Refactor: break up `entrypoint.py` into focused modules

> Depends on: #18 (Reorganize `agent/` directory structure)

> The following body was improved by Claude with the Opus 4.6 model to achieve accuracy in line counts and file names.

## The problem

I spent a good amount of time trying to understand `agent/entrypoint.py` and honestly, even with AI tools helping me read through it, it was really hard to follow. It's a single 2,092-line file that handles config, repo cloning, prompt building, the Claude SDK call, post-hooks, PR creation, telemetry, metrics - all mixed together. There's no type safety (everything is passed around as `dict`), the config gets mutated mid-flight, and there are a bunch of lines of dead code (deprecated functions, 100 lines of comments for a disabled OTEL feature, duplicated helpers). The `run_task()` function alone is 300+ lines doing everything at once.

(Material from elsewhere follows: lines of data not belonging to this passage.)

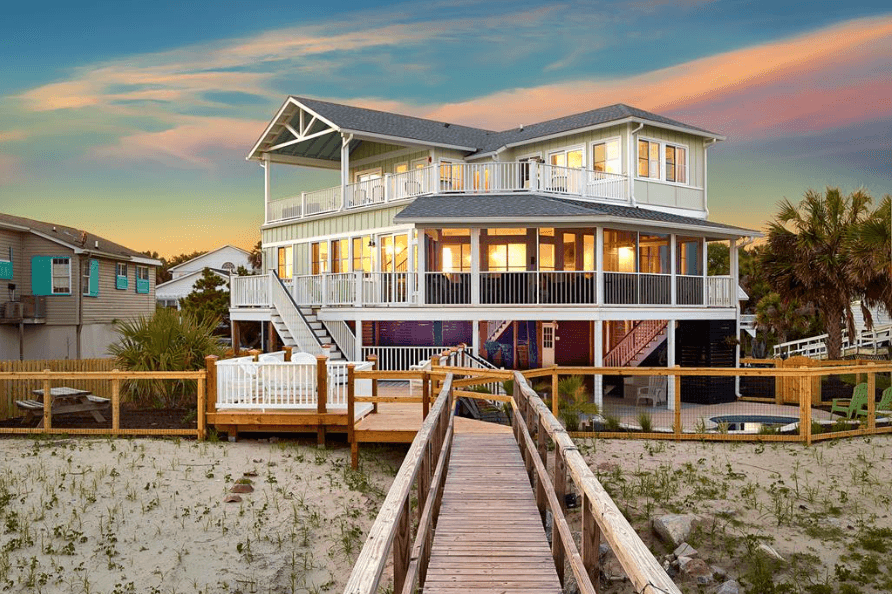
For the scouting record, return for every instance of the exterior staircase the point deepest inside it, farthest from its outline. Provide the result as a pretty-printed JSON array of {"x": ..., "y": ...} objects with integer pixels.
[{"x": 635, "y": 346}]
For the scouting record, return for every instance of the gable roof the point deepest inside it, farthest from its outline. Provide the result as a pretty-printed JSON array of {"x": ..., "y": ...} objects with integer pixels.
[
  {"x": 77, "y": 240},
  {"x": 396, "y": 127},
  {"x": 522, "y": 207}
]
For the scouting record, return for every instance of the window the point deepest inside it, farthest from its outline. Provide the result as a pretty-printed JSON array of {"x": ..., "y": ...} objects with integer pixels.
[
  {"x": 285, "y": 267},
  {"x": 648, "y": 159},
  {"x": 606, "y": 156},
  {"x": 61, "y": 276},
  {"x": 676, "y": 164},
  {"x": 142, "y": 279},
  {"x": 90, "y": 284},
  {"x": 340, "y": 256},
  {"x": 319, "y": 257},
  {"x": 362, "y": 254},
  {"x": 121, "y": 276}
]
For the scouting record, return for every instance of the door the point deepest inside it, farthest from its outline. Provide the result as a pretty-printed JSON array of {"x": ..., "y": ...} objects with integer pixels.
[{"x": 548, "y": 339}]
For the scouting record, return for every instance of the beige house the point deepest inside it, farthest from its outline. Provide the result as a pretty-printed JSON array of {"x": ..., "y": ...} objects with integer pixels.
[{"x": 62, "y": 289}]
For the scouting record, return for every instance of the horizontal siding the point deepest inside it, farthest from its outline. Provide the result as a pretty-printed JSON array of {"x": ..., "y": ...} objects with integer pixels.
[{"x": 113, "y": 304}]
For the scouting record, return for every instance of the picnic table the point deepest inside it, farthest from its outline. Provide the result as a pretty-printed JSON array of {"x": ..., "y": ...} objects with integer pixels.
[{"x": 66, "y": 401}]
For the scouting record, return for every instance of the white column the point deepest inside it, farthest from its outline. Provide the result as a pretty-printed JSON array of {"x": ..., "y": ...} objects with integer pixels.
[
  {"x": 599, "y": 362},
  {"x": 475, "y": 266},
  {"x": 670, "y": 362},
  {"x": 599, "y": 265},
  {"x": 673, "y": 269}
]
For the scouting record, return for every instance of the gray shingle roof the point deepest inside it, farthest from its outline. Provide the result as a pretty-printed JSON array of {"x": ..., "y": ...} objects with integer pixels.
[
  {"x": 475, "y": 140},
  {"x": 457, "y": 208},
  {"x": 71, "y": 236}
]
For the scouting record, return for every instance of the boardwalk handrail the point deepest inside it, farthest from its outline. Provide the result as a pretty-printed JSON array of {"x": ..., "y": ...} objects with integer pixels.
[
  {"x": 392, "y": 527},
  {"x": 642, "y": 569}
]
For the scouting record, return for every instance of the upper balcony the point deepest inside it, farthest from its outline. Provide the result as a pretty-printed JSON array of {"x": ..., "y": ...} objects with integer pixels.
[{"x": 455, "y": 178}]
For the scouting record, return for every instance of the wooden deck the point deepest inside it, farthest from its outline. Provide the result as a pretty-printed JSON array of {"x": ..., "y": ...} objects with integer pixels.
[{"x": 489, "y": 536}]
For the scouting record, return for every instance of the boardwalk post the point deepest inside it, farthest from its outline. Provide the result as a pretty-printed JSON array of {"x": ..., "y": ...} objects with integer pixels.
[
  {"x": 321, "y": 395},
  {"x": 116, "y": 402},
  {"x": 351, "y": 417},
  {"x": 374, "y": 360},
  {"x": 47, "y": 402},
  {"x": 401, "y": 547},
  {"x": 210, "y": 363},
  {"x": 560, "y": 488},
  {"x": 591, "y": 541}
]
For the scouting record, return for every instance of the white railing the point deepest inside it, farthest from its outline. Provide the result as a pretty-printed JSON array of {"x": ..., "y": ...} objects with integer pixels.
[
  {"x": 688, "y": 290},
  {"x": 273, "y": 383},
  {"x": 493, "y": 177},
  {"x": 401, "y": 358},
  {"x": 297, "y": 326},
  {"x": 720, "y": 291},
  {"x": 343, "y": 336},
  {"x": 249, "y": 291}
]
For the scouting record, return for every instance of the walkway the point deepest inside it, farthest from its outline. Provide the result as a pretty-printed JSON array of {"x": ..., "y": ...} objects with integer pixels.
[{"x": 489, "y": 536}]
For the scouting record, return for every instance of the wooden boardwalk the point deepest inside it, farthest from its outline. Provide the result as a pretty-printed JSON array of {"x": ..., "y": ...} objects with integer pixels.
[{"x": 489, "y": 537}]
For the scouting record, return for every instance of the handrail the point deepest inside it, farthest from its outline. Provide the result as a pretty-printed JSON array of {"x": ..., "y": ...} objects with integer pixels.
[
  {"x": 396, "y": 509},
  {"x": 642, "y": 569}
]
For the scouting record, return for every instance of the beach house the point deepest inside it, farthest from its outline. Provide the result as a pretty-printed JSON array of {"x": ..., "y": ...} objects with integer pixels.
[{"x": 575, "y": 241}]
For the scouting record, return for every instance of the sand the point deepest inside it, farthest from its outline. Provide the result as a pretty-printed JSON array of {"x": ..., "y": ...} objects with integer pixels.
[{"x": 119, "y": 516}]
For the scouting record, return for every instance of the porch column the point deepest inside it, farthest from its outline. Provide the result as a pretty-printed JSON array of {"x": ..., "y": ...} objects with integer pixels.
[
  {"x": 599, "y": 362},
  {"x": 266, "y": 185},
  {"x": 670, "y": 362},
  {"x": 599, "y": 266},
  {"x": 673, "y": 269},
  {"x": 475, "y": 266}
]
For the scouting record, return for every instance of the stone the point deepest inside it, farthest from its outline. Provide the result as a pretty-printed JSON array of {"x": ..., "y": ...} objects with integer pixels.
[
  {"x": 674, "y": 528},
  {"x": 729, "y": 587},
  {"x": 696, "y": 569},
  {"x": 770, "y": 552},
  {"x": 685, "y": 550}
]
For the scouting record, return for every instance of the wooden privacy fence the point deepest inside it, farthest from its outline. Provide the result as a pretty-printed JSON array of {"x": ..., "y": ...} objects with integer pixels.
[
  {"x": 111, "y": 382},
  {"x": 21, "y": 390}
]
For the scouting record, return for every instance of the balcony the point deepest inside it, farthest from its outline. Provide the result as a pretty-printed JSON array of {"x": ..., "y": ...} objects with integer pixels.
[
  {"x": 467, "y": 178},
  {"x": 490, "y": 289}
]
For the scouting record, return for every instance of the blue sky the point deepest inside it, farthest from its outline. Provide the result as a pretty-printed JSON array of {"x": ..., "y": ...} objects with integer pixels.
[{"x": 133, "y": 119}]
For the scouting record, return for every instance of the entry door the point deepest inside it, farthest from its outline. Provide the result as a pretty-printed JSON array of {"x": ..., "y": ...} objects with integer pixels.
[{"x": 548, "y": 340}]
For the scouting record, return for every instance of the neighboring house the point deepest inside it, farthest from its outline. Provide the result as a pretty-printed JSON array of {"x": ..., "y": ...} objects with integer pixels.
[
  {"x": 62, "y": 289},
  {"x": 577, "y": 241},
  {"x": 223, "y": 261}
]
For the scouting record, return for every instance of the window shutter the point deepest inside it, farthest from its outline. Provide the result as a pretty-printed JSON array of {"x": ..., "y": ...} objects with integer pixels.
[{"x": 42, "y": 275}]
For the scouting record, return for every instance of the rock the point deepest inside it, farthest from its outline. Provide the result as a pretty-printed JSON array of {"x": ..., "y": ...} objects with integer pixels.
[
  {"x": 685, "y": 550},
  {"x": 696, "y": 569},
  {"x": 770, "y": 552},
  {"x": 674, "y": 528},
  {"x": 729, "y": 587}
]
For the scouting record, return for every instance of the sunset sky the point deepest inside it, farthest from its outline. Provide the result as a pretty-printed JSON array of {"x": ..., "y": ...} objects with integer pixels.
[{"x": 133, "y": 120}]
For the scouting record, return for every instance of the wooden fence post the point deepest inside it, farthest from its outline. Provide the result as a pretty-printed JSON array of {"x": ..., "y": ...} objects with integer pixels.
[
  {"x": 374, "y": 360},
  {"x": 116, "y": 403},
  {"x": 321, "y": 395},
  {"x": 47, "y": 403},
  {"x": 210, "y": 363},
  {"x": 351, "y": 417}
]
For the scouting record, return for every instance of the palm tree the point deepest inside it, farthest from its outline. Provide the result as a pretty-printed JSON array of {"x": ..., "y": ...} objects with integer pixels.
[
  {"x": 870, "y": 249},
  {"x": 808, "y": 257}
]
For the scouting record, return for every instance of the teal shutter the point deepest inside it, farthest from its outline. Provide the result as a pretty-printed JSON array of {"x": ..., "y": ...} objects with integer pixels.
[
  {"x": 94, "y": 279},
  {"x": 42, "y": 275}
]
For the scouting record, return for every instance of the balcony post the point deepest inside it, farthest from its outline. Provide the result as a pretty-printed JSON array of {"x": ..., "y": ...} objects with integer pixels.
[
  {"x": 673, "y": 269},
  {"x": 475, "y": 266}
]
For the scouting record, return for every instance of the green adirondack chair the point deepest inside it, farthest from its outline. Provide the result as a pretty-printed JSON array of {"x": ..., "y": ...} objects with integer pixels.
[{"x": 850, "y": 407}]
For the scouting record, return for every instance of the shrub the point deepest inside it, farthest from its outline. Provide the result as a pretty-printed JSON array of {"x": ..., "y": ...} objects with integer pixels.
[{"x": 168, "y": 341}]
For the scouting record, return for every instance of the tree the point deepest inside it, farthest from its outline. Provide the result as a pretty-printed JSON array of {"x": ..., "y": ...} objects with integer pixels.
[
  {"x": 255, "y": 257},
  {"x": 209, "y": 298},
  {"x": 808, "y": 257}
]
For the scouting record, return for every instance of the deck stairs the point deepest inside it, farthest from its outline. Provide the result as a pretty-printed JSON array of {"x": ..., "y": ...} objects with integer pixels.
[{"x": 642, "y": 340}]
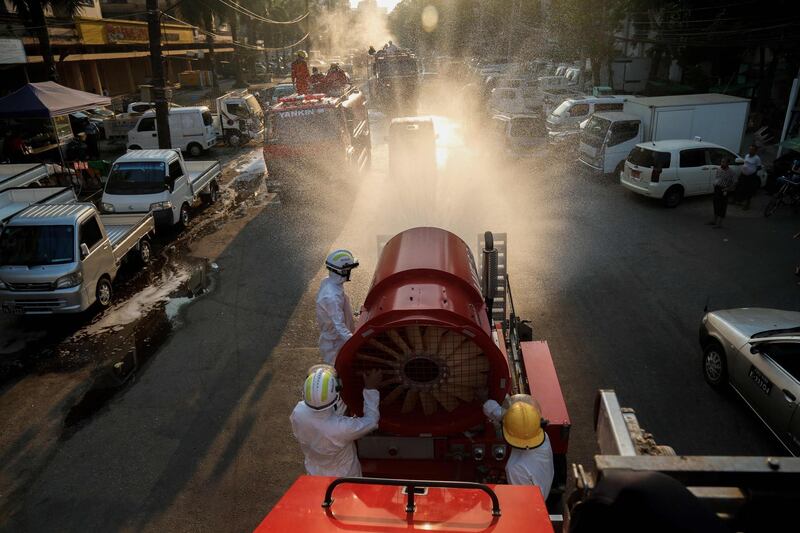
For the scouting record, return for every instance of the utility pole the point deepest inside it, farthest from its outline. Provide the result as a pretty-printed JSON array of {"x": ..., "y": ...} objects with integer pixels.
[{"x": 157, "y": 66}]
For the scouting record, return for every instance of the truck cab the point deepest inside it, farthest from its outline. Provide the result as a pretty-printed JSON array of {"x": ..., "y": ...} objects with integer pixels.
[
  {"x": 607, "y": 139},
  {"x": 307, "y": 134},
  {"x": 62, "y": 258},
  {"x": 240, "y": 117},
  {"x": 160, "y": 181}
]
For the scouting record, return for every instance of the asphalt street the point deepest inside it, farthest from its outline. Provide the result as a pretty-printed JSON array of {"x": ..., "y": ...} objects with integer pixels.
[{"x": 615, "y": 283}]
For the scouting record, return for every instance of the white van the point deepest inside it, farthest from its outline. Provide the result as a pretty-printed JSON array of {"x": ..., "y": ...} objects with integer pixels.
[
  {"x": 191, "y": 129},
  {"x": 571, "y": 112}
]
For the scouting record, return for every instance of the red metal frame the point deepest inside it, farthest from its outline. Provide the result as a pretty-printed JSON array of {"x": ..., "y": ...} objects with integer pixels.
[{"x": 376, "y": 509}]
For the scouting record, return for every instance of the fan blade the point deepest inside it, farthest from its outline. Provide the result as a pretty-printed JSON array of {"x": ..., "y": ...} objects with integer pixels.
[
  {"x": 428, "y": 403},
  {"x": 415, "y": 337},
  {"x": 399, "y": 342},
  {"x": 373, "y": 359},
  {"x": 431, "y": 338},
  {"x": 410, "y": 402},
  {"x": 385, "y": 349},
  {"x": 394, "y": 395},
  {"x": 448, "y": 401}
]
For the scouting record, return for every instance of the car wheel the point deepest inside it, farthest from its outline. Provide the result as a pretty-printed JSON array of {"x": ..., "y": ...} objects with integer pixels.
[
  {"x": 145, "y": 251},
  {"x": 673, "y": 196},
  {"x": 195, "y": 150},
  {"x": 104, "y": 292},
  {"x": 715, "y": 367},
  {"x": 185, "y": 215}
]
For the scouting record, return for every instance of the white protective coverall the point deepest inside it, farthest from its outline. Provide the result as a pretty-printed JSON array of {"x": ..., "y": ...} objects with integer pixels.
[
  {"x": 526, "y": 467},
  {"x": 327, "y": 438},
  {"x": 334, "y": 317}
]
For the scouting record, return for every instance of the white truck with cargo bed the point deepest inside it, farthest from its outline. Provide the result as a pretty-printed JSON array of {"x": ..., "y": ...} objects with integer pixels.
[
  {"x": 12, "y": 201},
  {"x": 21, "y": 175},
  {"x": 161, "y": 182},
  {"x": 62, "y": 258},
  {"x": 609, "y": 137}
]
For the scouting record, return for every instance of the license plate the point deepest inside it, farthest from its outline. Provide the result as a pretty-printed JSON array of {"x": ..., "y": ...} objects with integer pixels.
[
  {"x": 11, "y": 309},
  {"x": 760, "y": 380}
]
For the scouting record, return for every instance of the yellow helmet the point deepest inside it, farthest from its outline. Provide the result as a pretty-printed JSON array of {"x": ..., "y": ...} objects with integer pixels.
[{"x": 522, "y": 426}]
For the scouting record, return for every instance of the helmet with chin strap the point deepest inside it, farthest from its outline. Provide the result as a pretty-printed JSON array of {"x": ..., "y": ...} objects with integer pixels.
[{"x": 341, "y": 262}]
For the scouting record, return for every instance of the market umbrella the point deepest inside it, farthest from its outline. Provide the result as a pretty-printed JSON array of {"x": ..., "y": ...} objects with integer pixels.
[{"x": 48, "y": 99}]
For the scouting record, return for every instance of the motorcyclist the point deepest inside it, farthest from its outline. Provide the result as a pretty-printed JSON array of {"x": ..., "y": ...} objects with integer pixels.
[
  {"x": 334, "y": 311},
  {"x": 336, "y": 77},
  {"x": 317, "y": 80},
  {"x": 326, "y": 436},
  {"x": 531, "y": 458},
  {"x": 300, "y": 76}
]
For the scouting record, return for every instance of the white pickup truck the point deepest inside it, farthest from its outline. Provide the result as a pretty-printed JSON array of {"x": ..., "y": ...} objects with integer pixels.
[
  {"x": 62, "y": 258},
  {"x": 12, "y": 201},
  {"x": 161, "y": 182}
]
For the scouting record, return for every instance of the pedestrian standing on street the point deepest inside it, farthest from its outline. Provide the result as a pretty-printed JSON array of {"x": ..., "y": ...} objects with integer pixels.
[
  {"x": 531, "y": 458},
  {"x": 724, "y": 183},
  {"x": 326, "y": 436},
  {"x": 749, "y": 180},
  {"x": 92, "y": 133},
  {"x": 334, "y": 311},
  {"x": 300, "y": 75}
]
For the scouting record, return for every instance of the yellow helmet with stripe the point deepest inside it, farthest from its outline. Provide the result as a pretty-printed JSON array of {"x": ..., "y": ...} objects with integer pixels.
[
  {"x": 341, "y": 262},
  {"x": 321, "y": 389}
]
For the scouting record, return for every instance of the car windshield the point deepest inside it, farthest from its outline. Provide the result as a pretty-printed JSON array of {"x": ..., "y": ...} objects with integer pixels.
[
  {"x": 644, "y": 157},
  {"x": 595, "y": 130},
  {"x": 36, "y": 245},
  {"x": 136, "y": 178},
  {"x": 303, "y": 126},
  {"x": 777, "y": 332}
]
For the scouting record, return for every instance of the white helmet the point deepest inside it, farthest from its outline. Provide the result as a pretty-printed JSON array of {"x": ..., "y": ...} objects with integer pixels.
[
  {"x": 321, "y": 389},
  {"x": 341, "y": 262}
]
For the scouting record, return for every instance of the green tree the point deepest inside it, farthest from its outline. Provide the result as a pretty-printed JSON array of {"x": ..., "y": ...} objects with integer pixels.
[{"x": 32, "y": 14}]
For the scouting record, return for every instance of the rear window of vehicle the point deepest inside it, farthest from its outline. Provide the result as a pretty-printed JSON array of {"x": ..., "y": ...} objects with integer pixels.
[{"x": 644, "y": 157}]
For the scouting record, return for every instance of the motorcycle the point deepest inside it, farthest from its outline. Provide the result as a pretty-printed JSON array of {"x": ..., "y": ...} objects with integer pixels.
[{"x": 788, "y": 194}]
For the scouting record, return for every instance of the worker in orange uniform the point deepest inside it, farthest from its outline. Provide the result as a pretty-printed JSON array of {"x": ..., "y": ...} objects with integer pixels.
[
  {"x": 326, "y": 435},
  {"x": 531, "y": 458},
  {"x": 334, "y": 310},
  {"x": 336, "y": 77},
  {"x": 300, "y": 75},
  {"x": 317, "y": 80}
]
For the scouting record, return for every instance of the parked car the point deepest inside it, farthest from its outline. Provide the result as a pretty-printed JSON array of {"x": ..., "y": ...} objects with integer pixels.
[
  {"x": 757, "y": 352},
  {"x": 76, "y": 253},
  {"x": 671, "y": 170},
  {"x": 161, "y": 182},
  {"x": 191, "y": 129}
]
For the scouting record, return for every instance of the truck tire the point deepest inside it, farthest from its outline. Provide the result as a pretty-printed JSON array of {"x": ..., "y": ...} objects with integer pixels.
[
  {"x": 145, "y": 251},
  {"x": 673, "y": 196},
  {"x": 185, "y": 216},
  {"x": 195, "y": 150},
  {"x": 104, "y": 292},
  {"x": 715, "y": 366}
]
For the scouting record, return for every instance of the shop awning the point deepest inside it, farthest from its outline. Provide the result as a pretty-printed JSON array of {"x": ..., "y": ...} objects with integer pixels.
[{"x": 46, "y": 100}]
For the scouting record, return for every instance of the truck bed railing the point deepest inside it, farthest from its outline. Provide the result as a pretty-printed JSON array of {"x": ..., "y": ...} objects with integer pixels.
[{"x": 410, "y": 489}]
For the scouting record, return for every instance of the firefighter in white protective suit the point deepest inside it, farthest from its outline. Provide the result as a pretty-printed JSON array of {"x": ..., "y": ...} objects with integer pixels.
[
  {"x": 334, "y": 311},
  {"x": 531, "y": 458},
  {"x": 326, "y": 435}
]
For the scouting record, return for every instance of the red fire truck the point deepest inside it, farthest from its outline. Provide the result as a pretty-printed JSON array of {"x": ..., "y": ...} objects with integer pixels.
[{"x": 318, "y": 133}]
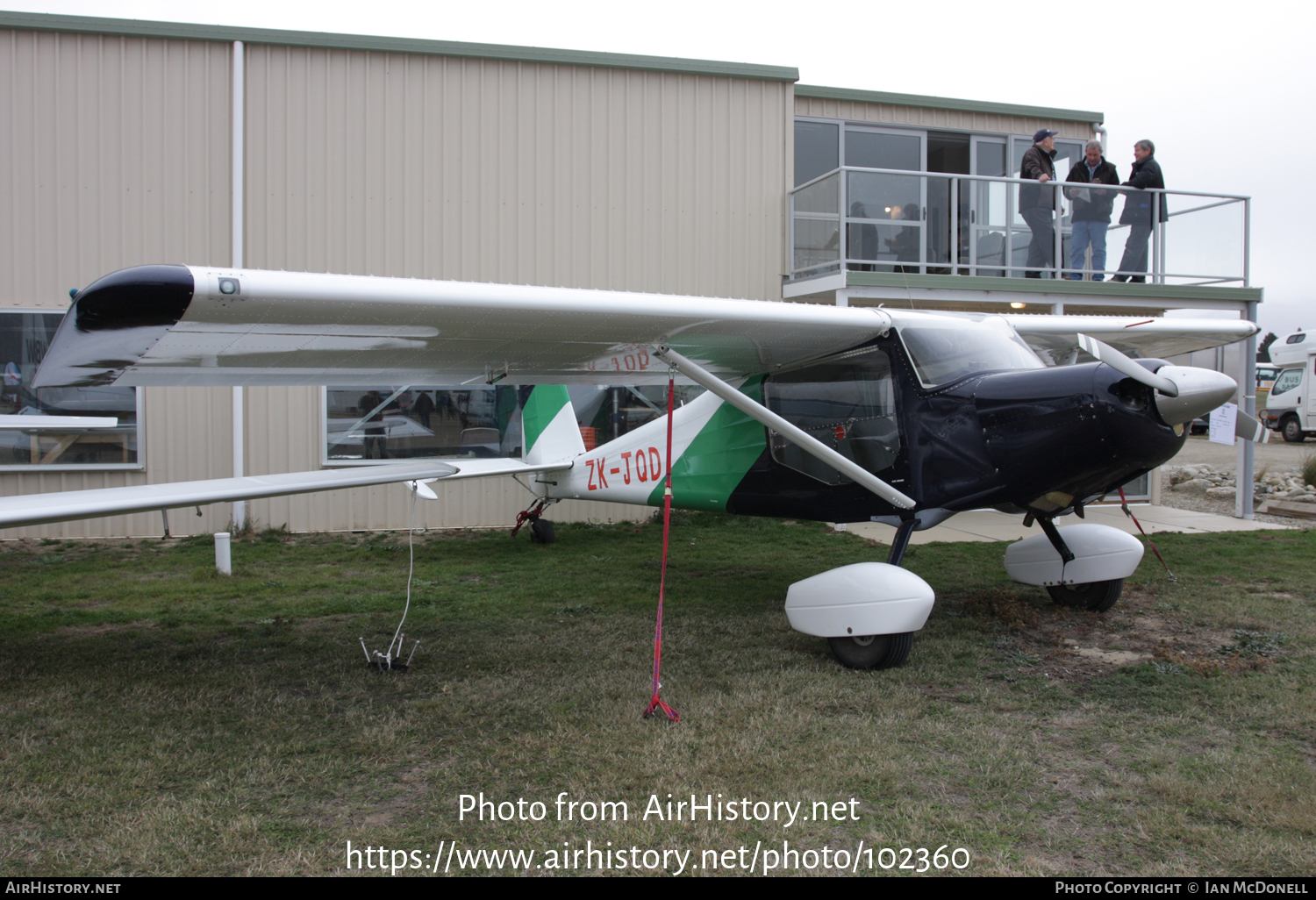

I think this creates the following problems:

- **Hard to onboard**: even with AI coding assistants, understanding the pipeline takes multiple passes.
- **Hard to debug**: every bug leads to "open entrypoint.py and search". There's no way to know that a PR creation issue lives in lines 452-819 without reading the whole file.
- **Hard to change safely**: no typed contracts between pipeline steps. A function returns a dict, another function reads from that dict with `.get()` and hopes the keys are there. Nothing catches breakage until runtime.

## Proposed solution

### 1. Break `entrypoint.py` into focused modules

The pipeline is actually simple - it's a linear sequence where each step takes typed input and returns typed output. 

```
agent/src/
├── models.py           <- Pydantic models (shared language between modules)
├── config.py           <- Build TaskConfig from env vars + parameters
├── shell.py            <- run_cmd(), slugify(), redact_secrets()
├── repo.py             <- Clone, branch, mise install, baseline build/lint
├── runner.py           <- Claude SDK invocation
├── post_hooks.py       <- Safety commit, verify build/lint, create/push PR
├── prompt_builder.py   <- Assemble system prompt from templates + context
├── telemetry.py        <- CloudWatch Logs: trajectory events + metrics
└── pipeline.py         <- The thin orchestrator - calls the above in order
```

How they connect:

```
pipeline.py  (orchestrator - the only file that imports from the modules below)
    │
    ├── config.py          -> returns TaskConfig
    ├── repo.py            -> takes TaskConfig, returns RepoSetup
    ├── prompt_builder.py  -> takes TaskConfig + RepoSetup + HydratedContext, returns str
    ├── runner.py          -> takes prompt + system_prompt + TaskConfig, returns AgentResult
    ├── post_hooks.py      -> takes TaskConfig + RepoSetup + AgentResult, returns PostHookResult
    ├── memory.py          -> takes config + results, returns bool
    ├── task_state.py      -> takes task_id + status
    └── telemetry.py       -> takes task_id + metrics dict
```

PR creation failing? Open `post_hooks.py`. Agent timing out? Open `runner.py`.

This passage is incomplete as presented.